In order to build for the test board (k64f in this case) we need to get a hold of the vendor
Hardware Abstraction Layers and CMSIS.
(These will also need to become guix packages to allow the build system to compose modules).

```sh
git clone https://github.com/zephyrproject-rtos/hal_nxp &&
git clone https://github.com/zephyrproject-rtos/cmsis
```

To inform the build system about this module we pass it in with `-DZEPHYR_MODULES=` which is
a semicolon separated list of paths containing a module.yml file.

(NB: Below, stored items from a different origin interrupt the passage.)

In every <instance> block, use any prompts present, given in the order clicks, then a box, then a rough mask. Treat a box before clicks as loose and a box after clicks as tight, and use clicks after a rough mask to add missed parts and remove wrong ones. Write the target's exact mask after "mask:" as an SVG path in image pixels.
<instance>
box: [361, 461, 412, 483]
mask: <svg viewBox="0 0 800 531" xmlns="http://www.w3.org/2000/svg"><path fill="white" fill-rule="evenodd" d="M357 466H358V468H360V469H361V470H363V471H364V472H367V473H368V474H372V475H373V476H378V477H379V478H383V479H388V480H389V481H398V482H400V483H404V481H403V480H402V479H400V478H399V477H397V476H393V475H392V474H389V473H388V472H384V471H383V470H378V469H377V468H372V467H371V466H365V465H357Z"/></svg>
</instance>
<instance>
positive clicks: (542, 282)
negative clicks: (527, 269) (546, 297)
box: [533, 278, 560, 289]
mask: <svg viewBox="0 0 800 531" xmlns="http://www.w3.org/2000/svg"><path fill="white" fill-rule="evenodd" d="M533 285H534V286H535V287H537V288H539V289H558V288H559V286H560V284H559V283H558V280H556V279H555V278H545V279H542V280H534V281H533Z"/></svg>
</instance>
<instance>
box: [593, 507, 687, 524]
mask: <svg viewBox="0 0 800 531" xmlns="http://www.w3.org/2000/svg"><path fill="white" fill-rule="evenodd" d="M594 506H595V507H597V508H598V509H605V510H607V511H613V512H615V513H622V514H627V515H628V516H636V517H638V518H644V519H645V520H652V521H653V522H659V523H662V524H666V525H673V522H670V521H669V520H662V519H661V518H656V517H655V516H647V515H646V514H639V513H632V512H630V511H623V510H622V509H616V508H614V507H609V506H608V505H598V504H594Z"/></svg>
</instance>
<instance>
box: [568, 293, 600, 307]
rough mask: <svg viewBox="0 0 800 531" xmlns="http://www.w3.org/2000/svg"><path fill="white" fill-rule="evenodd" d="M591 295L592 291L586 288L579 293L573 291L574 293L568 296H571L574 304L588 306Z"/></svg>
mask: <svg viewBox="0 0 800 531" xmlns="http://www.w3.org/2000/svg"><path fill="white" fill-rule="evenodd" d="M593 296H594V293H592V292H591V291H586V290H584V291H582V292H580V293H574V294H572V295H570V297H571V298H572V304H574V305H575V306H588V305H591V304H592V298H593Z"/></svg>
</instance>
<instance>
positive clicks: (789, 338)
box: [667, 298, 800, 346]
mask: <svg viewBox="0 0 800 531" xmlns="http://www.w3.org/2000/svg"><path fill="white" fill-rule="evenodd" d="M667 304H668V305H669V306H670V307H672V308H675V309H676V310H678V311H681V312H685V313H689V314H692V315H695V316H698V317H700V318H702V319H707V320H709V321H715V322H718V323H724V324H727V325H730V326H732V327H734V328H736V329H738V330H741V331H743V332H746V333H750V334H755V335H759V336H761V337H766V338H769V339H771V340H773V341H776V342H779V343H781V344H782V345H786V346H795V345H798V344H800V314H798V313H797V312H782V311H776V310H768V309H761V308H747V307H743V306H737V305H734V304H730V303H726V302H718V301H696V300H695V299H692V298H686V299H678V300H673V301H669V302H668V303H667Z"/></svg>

To build the hello world sample we use the following incantation.
```sh
cmake -Bbuild $ZEPHYR_BASE/samples/hello_world \
	-GNinja \
	-DBOARD=frdm_k64f \
	-DBUILD_VERSION=3.1.0 \
	-DZEPHYR_MODULES="/tmp/zephyr-project/hal_nxp;/tmp/zephyr-project/cmsis" \
      && ninja -Cbuild
```

If everything is set up correctly we will end up with a =./build=
directory with all our build artifacts. The SDK is installed correctly!

# Conclusion

A customized cross toolchain is one of the most difficult pieces of
software to build. Using Guix, we do not need to be afraid of the
complexity! We can fiddle with settings, swap out components, and do
the most brain dead things to our environments without a care in the
world.  Just exit the environment and it's like it never happened at
all.

It highlights one of my favorite aspects of Guix, every package is a
working reference design for you to modify and learn from.